How much will this affect each user? Scored on a scale: 3 (massive), 2 (high), 1 (medium), 0.5 (low), 0.25 (minimal). Be conservative — most features are a 1.
How confident are you in your Reach and Impact estimates? 100% = backed by data. 80% = educated guess. 50% = a hunch. This keeps speculation in check.
How many person-months will this take to ship? Include design, engineering, QA, and documentation. This is the only factor that lowers the score.
FAQ
RICE is a prioritization framework developed by Intercom. It scores ideas by four factors: Reach (how many users will this affect in a given period), Impact (how much will it affect each user), Confidence (how sure are you about your estimates), and Effort (how many person-months will it take). The RICE score is calculated as (Reach × Impact × Confidence%) / Effort.
The RICE score formula is: (Reach × Impact × Confidence) / Effort. Reach is the number of users affected per quarter. Impact is scored from 0.25 (minimal) to 3 (massive). Confidence is a percentage from 0 to 100. Effort is measured in person-months. A higher RICE score means a higher priority.
There is no universal "good" RICE score — it depends on your product and team. The value of RICE is in relative comparison: features with higher scores should generally be prioritized over those with lower scores. Most teams use RICE to rank their backlog, not to set absolute thresholds.

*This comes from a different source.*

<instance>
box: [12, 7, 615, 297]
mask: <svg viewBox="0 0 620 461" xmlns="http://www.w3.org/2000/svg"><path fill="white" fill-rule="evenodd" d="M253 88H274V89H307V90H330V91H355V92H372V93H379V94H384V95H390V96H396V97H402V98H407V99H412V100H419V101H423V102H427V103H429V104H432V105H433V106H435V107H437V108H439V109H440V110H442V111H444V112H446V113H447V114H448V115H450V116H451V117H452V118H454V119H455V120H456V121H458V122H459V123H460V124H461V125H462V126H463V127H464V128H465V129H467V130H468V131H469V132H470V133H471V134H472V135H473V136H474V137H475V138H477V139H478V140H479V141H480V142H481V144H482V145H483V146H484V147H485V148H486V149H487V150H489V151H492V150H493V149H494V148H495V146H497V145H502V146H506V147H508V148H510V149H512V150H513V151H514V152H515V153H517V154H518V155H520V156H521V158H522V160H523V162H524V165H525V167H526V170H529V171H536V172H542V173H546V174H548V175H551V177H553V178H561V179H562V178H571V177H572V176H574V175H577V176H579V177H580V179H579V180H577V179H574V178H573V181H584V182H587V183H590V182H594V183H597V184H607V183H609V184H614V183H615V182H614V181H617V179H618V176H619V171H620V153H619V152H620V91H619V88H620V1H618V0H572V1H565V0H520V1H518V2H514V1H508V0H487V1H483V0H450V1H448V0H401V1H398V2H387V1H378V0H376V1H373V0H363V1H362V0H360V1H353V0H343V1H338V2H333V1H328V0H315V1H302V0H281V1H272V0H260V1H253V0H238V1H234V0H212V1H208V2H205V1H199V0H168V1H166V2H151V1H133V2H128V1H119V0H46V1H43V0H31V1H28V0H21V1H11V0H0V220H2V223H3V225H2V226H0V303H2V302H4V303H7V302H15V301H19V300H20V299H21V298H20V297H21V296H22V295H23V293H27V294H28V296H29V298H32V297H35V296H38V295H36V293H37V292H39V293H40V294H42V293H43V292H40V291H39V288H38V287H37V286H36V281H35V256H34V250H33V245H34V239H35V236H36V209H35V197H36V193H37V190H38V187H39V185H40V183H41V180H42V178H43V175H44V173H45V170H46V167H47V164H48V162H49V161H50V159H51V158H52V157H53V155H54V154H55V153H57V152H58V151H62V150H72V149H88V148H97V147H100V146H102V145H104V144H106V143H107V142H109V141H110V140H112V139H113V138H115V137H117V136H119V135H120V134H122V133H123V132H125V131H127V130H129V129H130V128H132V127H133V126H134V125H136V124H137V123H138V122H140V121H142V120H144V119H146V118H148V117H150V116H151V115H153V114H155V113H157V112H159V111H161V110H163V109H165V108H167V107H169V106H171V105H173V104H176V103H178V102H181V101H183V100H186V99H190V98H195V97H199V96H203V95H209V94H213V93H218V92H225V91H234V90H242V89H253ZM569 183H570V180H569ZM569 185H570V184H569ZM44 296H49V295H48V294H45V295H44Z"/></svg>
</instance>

Use RICE when you have quantitative data about user reach and need to balance impact against effort. Use ICE (Impact, Confidence, Ease) for quicker, rougher estimates. Use MoSCoW for stakeholder-driven prioritization. Use the Kano model when you need to understand which features delight vs satisfy customers. RICE works best for product teams with usage analytics.
The standard Impact scale is: 3 = Massive (a transformative improvement), 2 = High (a significant improvement), 1 = Medium (a noticeable improvement), 0.5 = Low (a minor improvement), 0.25 = Minimal (barely noticeable). Be honest — most features are a 1 or 2. Reserve 3 for truly game-changing work.